There is another, very easy way to do this too:

i = 0;
SplitBy[semiprimes, Mod[# + i++, 2] &]

Introducing a counter that changes the parity with every test might be easier, than doing all the above manipulations.

Even though your question is an XY problem, I'll try to explain, why your suggested solution cannot work. Using Mod[#, 2] & in SplitBy internally generates the list

{0, 0, 1, 0, 0, 1, 1, 0, 1, 0, 1, 0, 1, 0, 1, 0, 1, 1, 1, 1,
 0, 0, 1, 1, 0, 1, 0, 1, 0, 1, 1, 1, 0, 1}

which is then split into runs of consecutive elements.

Using !Mod[#, 2]& gives

{! 0, ! 0, ! 1, ! 0, ! 0, ! 1, ! 1, ! 0, ! 1, ! 0, ! 1, ! 0, ! 1,
 ! 0, ! 1, ! 0, ! 1, ! 1, ! 1, ! 1, ! 0, ! 0, ! 1, ! 1, ! 0, ! 1,
 ! 0, ! 1, ! 0, ! 1, ! 1, ! 1, ! 0, ! 1}

which is again the same combination of runs of identical elements.

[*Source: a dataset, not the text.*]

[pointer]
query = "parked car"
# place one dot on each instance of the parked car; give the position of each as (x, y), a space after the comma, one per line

And even if applying Not would have worked as you had presumably intended, you would get something like

{1, 1, 0, 1, 1, 0, 0, 1, 0, 1, 0, 1, 0, 1, 0, 1, 0, 0, 0, 0, 1, 1,
 0, 0, 1, 0, 1, 0, 1, 0, 0, 0, 1, 0}

which gives the same sequence of runs of identical elements.

Thus, your function must have some memory of the previous element to get runs of alternating parity, which is what I have done by introducing the variable i in my second solution.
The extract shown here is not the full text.